Do you consider yourself a paper and pen sort of person, but have a hard time keeping track of where all that paper is? And where to find a pen when you need one? If you’re like me, maybe you were a pen and paper sort of person, but so are your kids, and they like to use Mommy’s pens and Mommy’s paper. Where’s that shopping list when you need it? Need to add to your calendar, but you’re busy nursing the baby?
Sometimes pen and paper is great in theory, but in practice a digital solution is more efficient. Tweet this
Let me show you how I use Evernote for my home management binder.
Pinning pages without Pinterest
I had heard of Evernote for years, and thought it sounded cool, but wasn’t really sure what to do with it. I originally started using it to clip information from the web when I kept coming across stuff I wanted to keep, but the pages weren’t Pinterest-friendly.
Next, I started using it to draft blog posts when I had unreliable Internet since I can work with Evernote completely offline, and then sync changes when I’m again connected to the Internet. And that’s when I started finding the beauty in Evernote for replacing my home management binder.
In previous years, I would keep two 5”x7” envelopes with receipts for tax time: one for homeschooling, and one for our rental property. I knew I was forgetting to print receipts sometimes to put them in the envelope, and some receipts just never made it there, so we were losing out on some tax breaks. Now I clip digital receipts and save them in Evernote, or take pictures of a receipt and save it in Evernote.

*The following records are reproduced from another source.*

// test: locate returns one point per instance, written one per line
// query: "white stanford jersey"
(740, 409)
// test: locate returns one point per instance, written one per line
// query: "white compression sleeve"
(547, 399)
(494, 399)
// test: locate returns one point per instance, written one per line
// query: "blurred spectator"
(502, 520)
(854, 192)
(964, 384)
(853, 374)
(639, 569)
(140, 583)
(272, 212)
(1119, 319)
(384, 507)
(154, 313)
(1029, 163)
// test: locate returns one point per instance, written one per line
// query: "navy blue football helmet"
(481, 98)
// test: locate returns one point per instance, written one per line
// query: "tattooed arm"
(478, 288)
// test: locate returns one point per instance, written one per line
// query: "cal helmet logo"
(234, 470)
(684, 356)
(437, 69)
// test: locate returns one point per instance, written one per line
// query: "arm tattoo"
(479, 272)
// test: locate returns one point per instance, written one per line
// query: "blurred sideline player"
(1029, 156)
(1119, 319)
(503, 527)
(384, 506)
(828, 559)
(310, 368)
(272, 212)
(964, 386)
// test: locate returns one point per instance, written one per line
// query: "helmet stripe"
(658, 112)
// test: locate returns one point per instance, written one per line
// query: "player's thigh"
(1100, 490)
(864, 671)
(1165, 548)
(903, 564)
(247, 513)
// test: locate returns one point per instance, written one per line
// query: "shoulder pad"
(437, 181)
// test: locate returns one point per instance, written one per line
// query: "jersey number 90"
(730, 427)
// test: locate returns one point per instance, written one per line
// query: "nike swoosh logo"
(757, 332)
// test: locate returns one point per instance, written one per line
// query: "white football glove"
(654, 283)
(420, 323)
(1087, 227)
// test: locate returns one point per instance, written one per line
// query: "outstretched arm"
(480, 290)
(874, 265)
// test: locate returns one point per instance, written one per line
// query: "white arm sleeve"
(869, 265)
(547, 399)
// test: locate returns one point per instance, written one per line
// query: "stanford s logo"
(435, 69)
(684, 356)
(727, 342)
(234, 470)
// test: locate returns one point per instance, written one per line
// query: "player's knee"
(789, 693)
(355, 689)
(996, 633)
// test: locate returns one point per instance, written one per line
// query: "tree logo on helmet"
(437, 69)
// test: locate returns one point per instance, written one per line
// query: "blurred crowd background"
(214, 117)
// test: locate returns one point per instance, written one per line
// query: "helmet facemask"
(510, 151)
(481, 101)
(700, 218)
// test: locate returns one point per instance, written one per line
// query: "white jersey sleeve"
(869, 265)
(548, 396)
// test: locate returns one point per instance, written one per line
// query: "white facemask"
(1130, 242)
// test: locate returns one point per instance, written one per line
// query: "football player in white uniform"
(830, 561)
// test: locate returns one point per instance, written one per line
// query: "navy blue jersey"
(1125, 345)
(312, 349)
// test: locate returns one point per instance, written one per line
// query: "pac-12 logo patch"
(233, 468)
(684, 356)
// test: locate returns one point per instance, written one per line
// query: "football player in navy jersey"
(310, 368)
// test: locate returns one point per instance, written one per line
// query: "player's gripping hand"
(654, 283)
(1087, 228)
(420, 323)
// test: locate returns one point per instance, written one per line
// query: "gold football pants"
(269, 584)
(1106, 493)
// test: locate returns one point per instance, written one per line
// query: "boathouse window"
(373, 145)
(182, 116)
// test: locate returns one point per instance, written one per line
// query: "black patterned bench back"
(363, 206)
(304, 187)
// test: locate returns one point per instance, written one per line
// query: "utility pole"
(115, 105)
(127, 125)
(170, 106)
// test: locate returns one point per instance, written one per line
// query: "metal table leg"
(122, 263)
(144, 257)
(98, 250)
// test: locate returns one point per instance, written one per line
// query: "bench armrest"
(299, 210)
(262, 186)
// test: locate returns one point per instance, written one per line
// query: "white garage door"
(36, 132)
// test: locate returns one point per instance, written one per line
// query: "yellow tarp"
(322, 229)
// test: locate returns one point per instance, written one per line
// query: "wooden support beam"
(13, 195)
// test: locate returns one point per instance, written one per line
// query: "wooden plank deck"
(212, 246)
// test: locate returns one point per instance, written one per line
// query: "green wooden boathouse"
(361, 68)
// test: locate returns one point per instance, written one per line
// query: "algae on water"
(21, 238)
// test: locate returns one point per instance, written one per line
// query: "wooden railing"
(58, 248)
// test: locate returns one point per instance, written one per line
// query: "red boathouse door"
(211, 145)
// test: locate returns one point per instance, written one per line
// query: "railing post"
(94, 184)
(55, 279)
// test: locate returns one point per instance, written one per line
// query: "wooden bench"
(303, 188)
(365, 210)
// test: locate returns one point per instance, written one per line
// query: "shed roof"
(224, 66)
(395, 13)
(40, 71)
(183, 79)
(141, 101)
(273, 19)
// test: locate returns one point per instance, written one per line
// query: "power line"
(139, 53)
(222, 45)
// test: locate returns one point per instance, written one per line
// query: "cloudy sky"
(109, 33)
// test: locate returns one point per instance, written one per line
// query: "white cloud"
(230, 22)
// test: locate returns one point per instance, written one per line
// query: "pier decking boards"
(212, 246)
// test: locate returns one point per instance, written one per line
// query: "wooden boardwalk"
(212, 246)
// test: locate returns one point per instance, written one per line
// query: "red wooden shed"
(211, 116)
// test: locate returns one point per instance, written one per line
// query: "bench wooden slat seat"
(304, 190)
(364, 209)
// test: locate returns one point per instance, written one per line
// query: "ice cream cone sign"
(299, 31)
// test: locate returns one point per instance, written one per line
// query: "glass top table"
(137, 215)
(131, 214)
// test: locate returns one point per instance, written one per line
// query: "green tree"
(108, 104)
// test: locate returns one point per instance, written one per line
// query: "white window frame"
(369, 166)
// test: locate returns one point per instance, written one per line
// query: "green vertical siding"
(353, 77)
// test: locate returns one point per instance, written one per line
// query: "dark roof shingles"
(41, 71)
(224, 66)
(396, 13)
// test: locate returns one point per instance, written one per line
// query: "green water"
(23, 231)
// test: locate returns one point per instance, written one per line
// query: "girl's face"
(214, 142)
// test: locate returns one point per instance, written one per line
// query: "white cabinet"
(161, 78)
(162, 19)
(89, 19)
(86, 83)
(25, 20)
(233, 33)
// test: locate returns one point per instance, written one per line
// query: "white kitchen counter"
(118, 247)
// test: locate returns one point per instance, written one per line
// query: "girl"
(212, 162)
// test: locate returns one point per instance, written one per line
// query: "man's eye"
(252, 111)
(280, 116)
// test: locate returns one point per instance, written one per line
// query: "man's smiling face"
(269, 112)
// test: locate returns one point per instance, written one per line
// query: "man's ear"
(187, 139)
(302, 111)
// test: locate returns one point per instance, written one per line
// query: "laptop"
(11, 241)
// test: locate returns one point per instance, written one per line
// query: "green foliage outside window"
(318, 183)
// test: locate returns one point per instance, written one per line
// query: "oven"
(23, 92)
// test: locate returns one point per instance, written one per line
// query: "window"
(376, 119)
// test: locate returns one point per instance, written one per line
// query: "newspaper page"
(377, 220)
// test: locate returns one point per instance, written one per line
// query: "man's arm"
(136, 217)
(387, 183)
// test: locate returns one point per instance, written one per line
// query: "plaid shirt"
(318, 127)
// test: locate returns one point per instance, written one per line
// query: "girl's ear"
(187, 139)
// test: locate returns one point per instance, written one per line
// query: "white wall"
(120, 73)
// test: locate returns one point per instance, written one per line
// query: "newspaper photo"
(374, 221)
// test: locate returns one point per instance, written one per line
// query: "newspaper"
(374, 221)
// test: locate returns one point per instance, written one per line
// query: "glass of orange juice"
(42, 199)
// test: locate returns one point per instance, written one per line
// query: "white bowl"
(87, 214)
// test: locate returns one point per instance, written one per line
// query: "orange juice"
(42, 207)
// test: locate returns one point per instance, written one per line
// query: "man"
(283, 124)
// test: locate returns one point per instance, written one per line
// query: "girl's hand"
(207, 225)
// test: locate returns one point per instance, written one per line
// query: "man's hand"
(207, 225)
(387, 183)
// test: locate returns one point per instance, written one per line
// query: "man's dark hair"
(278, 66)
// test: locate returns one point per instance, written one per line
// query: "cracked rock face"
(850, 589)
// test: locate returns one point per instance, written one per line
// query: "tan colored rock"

I then tag it with things like medical, homeschool, blog expenses, or duplex (rental property) so my husband knows where to claim each item when he does our taxes.
To do lists and checklists
I have daily checklists for blogging, notes with “to do” tags, and I can make to do lists that can be shared with other Evernote users. My favorite is the daily to do list for blogging because even when my time online is scattered, like it has been since I had my youngest daughter in January, I can pull up that checklist and find something that fits the time I have available.
Remember back in the 90’s and early 00’s when you used to get sample recipe cards in the mail to entice you to buy the entire set? I still had tons of those recipe cards and notecards with recipes from family members, all stacked not-always-so-neatly next to my cookbooks. I ended up basically never using them because it was such a hassle trying to sort through them to find what I wanted. When we were packing up to move to our new home, I decided to take pictures of all those loose recipe cards and put them in Evernote.
Meal Plans and Shopping Lists
Meal planning has never been easier than after I started using Evernote! Have a look at my blank meal plan note and see! I have 15 meal slots, all separated into types of meals I’m looking for, and since it’s digital, I can link to online recipes right within my meal plan. At the bottom I have my shopping list separated into stores I frequent. To make the meal plan for the week, I just make a copy of the blank meal plan note in my meal plans notebook, rename it with the date, and just start adding recipes and the necessary items to the shopping list. When I’m at the store, I open up that week’s meal plan and check off each item using the checkboxes as I go.
With our rental property, I need to have trustworthy contractors at the ready to keep our tenants happy when something needs to be fixed. I don’t want to have to look at a list of contractors names in my personal phone contacts, so instead I take pictures of business cards, tag them with notes in Evernote, and then I’m able to find them easily when I need them!
Keep handwritten notes
Like I said in the beginning, I still think of myself as a pen and paper type of person. When it comes to brainstorming sessions, taking notes for a class, or just trying to empty my brain of all the scattered thoughts within it, I want to write it down by hand. On the other hand, I hate having notebooks all over the place with random pieces of information contained within it. Now, I can have random notebooks, but then take a picture of the hand written piece of paper and keep it forever. Plus, Evernote will index a handwritten note or image so you can search it later, so I can more easily find what I’m looking for, even when it’s a picture.
I do all of this with Evernote still on the free plan. With what I use it for, the free plan is plenty. For more business users, the enhanced features of the paid plans will probably be useful for them.